TimelyDataflow / differential-dataflow

An implementation of differential dataflow using timely dataflow on Rust.
MIT License
2.53k stars 182 forks source link

`Builder::with_capacity` enrichment #428

Closed frankmcsherry closed 9 months ago

frankmcsherry commented 9 months ago

This PR does a few things brought to light by the intended RHH batch, around providing meaningful capacity estimates to the builder. We were previously .. not .. providing any meaningful capacity estimates, using Builder::new() which provides a capacity of 0.

This has been modified, at least in the Batcher implementations, although there are two additional locations where we build batches without a batcher; we'll want to think more carefully there (upsert.rs and reduce.rs).

The Builder::with_capacity method was extended to take key, value, and update capacities separately, but in some cases certain arguments are ignored.

cc: @antiguru

frankmcsherry commented 9 months ago

@antiguru: the main change here is that the MergeBatchers each do a bit more compute, and in exchange pre-allocate right-sized builders.
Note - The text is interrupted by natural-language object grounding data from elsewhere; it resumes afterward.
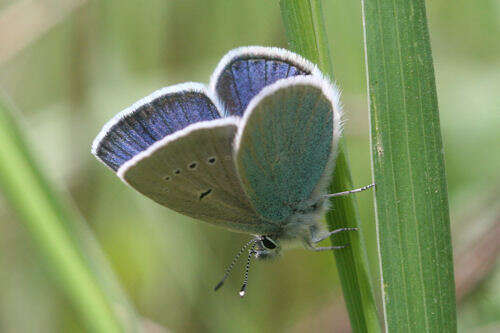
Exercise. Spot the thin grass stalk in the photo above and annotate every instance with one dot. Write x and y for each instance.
(408, 167)
(305, 30)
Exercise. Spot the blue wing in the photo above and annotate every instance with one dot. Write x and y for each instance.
(286, 144)
(244, 72)
(149, 120)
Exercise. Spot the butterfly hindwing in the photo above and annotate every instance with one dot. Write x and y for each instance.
(245, 71)
(286, 144)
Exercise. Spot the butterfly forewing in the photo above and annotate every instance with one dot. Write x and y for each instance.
(285, 144)
(244, 72)
(162, 113)
(194, 173)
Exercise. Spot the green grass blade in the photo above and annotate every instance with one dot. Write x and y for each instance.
(407, 154)
(306, 34)
(50, 224)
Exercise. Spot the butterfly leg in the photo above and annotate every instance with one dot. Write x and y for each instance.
(361, 189)
(325, 235)
(327, 248)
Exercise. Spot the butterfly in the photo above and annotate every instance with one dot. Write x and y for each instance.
(253, 152)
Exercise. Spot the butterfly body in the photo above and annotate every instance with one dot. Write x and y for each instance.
(253, 152)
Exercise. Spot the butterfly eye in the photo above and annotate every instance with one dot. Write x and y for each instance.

These builders are perhaps a bit oversized for ord implementations, but they should be spot-on for ord_neu implementations (except for the singleton update trick; sigh). This may have MZ consequences we should investigate, but one of them could be that without mis-sized builders we needn't repeatedly double allocations, and may end up with a lower memory envelope overall.

frankmcsherry commented 9 months ago

The implementations/rhh module contains a prototype Robin Hood Hashing based batch, which is a surprisingly small change to the standard batch we use (just some more spacing, and a bit of fiddly logic all over the place). For now the module is public but there are no exported traces, and no one should use it yet, other than for testing which I am doing now!